Electromechanical devices (e.g., electrical motors, servos, actuators, or the like) may be coupled with or embedded within the components of the system 100 to facilitate automated operation via control logic embedded within or externally driving the system 100. The electromechanical devices can be configured to cause movement of devices and fluids according to various procedures, such as the procedures described herein. The system 100 may include or be controlled by a computing system having a processor or other controller configured to execute computer readable program instructions (i.e., the control logic) from a non-transitory carrier medium (e.g., storage medium such as a flash drive, hard disk drive, solid-state disk drive, SD card, optical disk, or the like). The computing system can be connected to various components of the system 100, either by direct connection, or through one or more network connections (e.g., local area networking (LAN), wireless area networking (WAN or WLAN), one or more hub connections (e.g., USB hubs), and so forth). For example, the computing system can be communicatively coupled to the system controller, ICP torch, carriage motors, fluid handling systems (e.g., valves, pumps, etc.), other components described herein, components directing control thereof, or combinations thereof. The program instructions, when executed by the processor or other controller, can cause the computing system to control the system 100 according to one or more modes of operation, as described herein.

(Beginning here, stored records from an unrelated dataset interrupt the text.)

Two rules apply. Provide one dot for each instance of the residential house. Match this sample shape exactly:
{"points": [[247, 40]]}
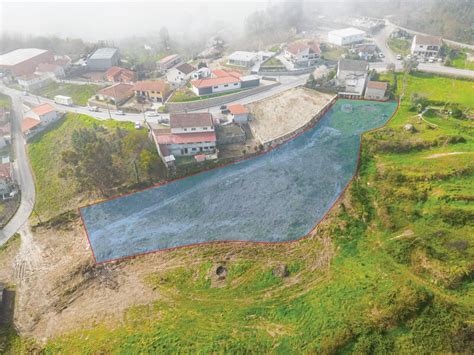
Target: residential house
{"points": [[117, 93], [346, 36], [119, 75], [242, 59], [168, 62], [426, 46], [352, 74], [51, 70], [32, 82], [238, 113], [103, 59], [222, 81], [45, 113], [302, 54], [180, 74], [189, 134], [152, 90], [6, 180], [376, 90]]}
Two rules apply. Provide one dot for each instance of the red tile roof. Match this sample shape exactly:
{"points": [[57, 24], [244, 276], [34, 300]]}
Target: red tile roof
{"points": [[185, 138], [118, 91], [380, 85], [43, 109], [151, 85], [28, 123], [5, 171], [297, 47], [237, 109], [198, 119]]}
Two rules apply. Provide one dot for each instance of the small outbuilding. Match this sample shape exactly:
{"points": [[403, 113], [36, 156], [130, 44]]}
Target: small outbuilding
{"points": [[239, 113]]}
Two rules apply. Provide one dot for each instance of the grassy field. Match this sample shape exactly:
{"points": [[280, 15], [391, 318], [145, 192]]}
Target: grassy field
{"points": [[461, 61], [389, 271], [399, 46], [54, 194], [79, 93]]}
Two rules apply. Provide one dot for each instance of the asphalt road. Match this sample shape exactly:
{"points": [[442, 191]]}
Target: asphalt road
{"points": [[22, 174]]}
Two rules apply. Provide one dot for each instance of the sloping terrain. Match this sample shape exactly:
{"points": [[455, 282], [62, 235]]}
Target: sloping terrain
{"points": [[389, 270]]}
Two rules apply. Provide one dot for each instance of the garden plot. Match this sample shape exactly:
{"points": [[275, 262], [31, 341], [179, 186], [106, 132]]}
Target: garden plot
{"points": [[278, 196]]}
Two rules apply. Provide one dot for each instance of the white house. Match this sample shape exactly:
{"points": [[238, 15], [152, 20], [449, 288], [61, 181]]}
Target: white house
{"points": [[242, 59], [376, 90], [189, 134], [427, 46], [346, 36], [44, 113], [180, 74], [33, 82], [302, 54]]}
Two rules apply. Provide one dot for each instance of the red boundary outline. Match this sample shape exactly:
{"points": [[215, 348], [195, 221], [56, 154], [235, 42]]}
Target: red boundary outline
{"points": [[234, 162]]}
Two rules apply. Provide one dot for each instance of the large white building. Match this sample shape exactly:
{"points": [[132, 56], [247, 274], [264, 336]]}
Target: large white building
{"points": [[189, 134], [346, 36], [427, 46]]}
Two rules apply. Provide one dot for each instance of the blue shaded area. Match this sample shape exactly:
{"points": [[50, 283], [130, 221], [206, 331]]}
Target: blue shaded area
{"points": [[278, 196]]}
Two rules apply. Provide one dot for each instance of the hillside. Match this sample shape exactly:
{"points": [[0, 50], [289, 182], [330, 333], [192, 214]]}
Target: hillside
{"points": [[389, 270]]}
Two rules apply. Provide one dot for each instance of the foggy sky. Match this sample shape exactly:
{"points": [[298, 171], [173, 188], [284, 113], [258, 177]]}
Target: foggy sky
{"points": [[117, 19]]}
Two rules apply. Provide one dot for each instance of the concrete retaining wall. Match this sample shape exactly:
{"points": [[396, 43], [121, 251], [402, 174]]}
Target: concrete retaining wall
{"points": [[216, 101]]}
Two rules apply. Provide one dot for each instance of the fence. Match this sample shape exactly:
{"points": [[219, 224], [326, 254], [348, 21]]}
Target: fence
{"points": [[216, 101]]}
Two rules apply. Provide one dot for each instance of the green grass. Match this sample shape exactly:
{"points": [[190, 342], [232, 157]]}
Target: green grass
{"points": [[399, 45], [55, 195], [389, 270], [79, 93]]}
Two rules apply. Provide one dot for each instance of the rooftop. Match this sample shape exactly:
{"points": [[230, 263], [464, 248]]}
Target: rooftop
{"points": [[43, 109], [197, 119], [345, 32], [20, 55], [186, 68], [353, 65], [243, 56], [103, 53], [380, 85], [428, 40], [184, 138], [150, 85]]}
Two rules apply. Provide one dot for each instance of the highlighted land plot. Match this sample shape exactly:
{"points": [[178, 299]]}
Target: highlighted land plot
{"points": [[278, 196]]}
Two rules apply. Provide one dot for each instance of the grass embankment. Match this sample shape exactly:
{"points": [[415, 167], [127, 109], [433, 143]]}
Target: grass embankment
{"points": [[390, 270], [55, 195], [79, 93], [399, 45]]}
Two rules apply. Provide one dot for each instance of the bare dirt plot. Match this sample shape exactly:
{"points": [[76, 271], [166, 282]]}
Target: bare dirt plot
{"points": [[285, 112]]}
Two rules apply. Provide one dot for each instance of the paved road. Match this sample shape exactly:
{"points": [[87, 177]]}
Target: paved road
{"points": [[22, 173]]}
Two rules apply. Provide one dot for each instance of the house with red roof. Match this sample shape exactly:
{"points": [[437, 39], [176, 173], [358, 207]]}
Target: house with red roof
{"points": [[302, 54], [222, 81], [189, 134], [118, 75], [152, 90]]}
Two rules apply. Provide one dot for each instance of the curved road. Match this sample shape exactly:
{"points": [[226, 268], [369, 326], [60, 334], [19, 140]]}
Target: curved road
{"points": [[22, 173]]}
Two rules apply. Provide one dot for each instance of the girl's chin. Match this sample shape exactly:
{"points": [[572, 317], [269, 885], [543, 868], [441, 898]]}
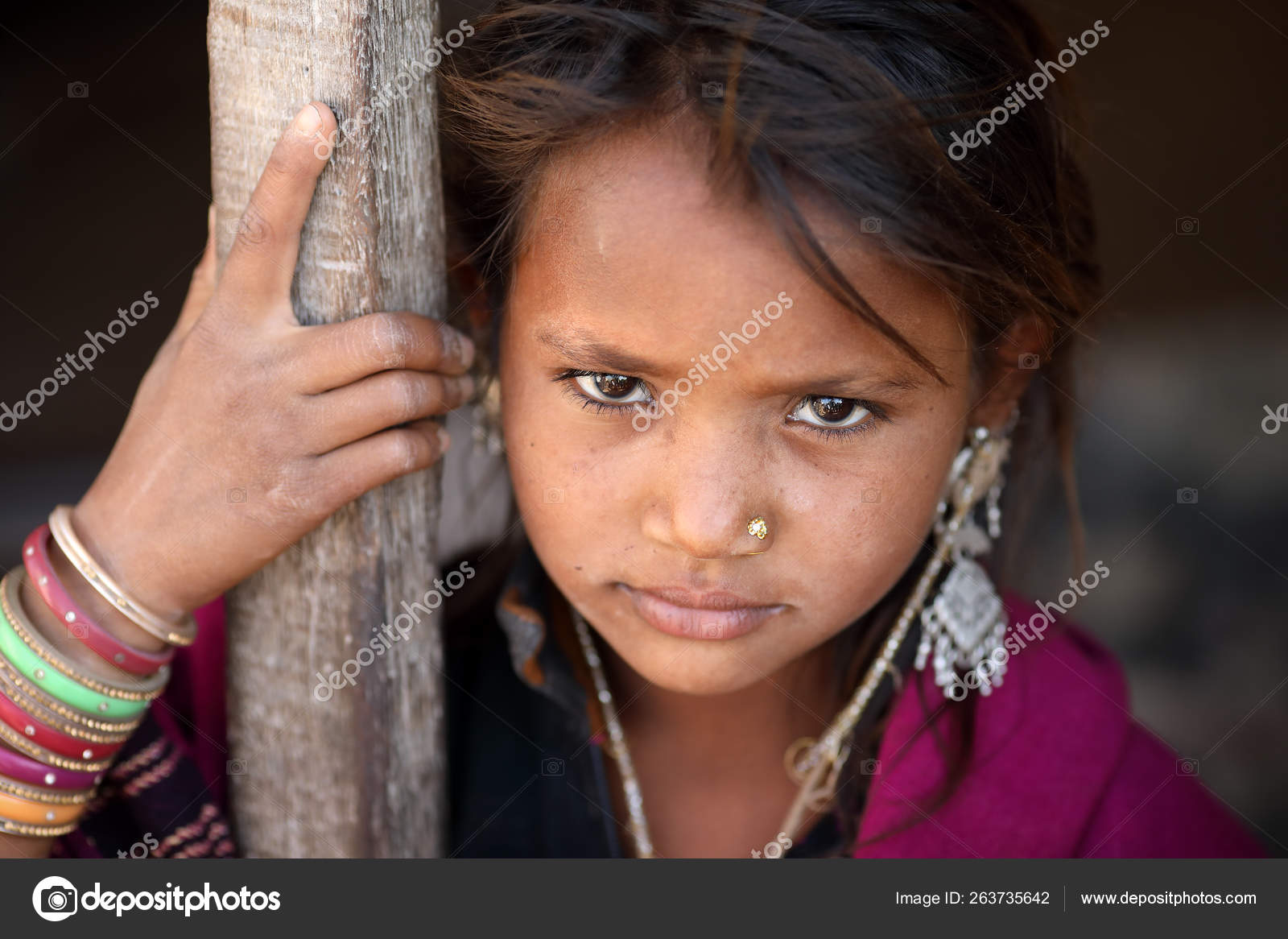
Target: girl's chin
{"points": [[702, 672]]}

It should be recognized that the various functions, control operations, processing blocks, or steps described throughout the present disclosure may be carried out by any combination of hardware, software, or firmware. In some embodiments, various steps or functions are carried out by one or more of the following: electronic circuitry, logic gates, multiplexers, a programmable logic device, an application-specific integrated circuit (ASIC), a controller/microcontroller, or a computing system. A computing system may include, but is not limited to, a personal computing system, a mobile computing device, mainframe computing system, workstation, image computer, parallel processor, or any other device known in the art. In general, the term “computing system” is broadly defined to encompass any device having one or more processors or other controllers, which execute instructions from a carrier medium.

Program instructions implementing functions, control operations, processing blocks, or steps, such as those manifested by embodiments described herein, may be transmitted over or stored on carrier medium. The carrier medium may be a transmission medium, such as, but not limited to, a wire, cable, or wireless transmission link. The carrier medium may also include a non-transitory signal bearing medium or storage medium such as, but not limited to, a read-only memory, a random access memory, a magnetic or optical disk, a solid-state or flash memory device, or a magnetic tape.

CONCLUSION

Although the subject matter has been described in language specific to structural features and/or process operations, it is to be understood that the subject matter defined in the appended claims is not necessarily limited to the specific features or acts described above. Rather, the specific features and acts described above are disclosed as example forms of implementing the claims. It is apparent that various modifications and combinations of the structural features and/or process operations may be made by those skilled in the art without departing from the scope and spirit of the foregoing disclosure.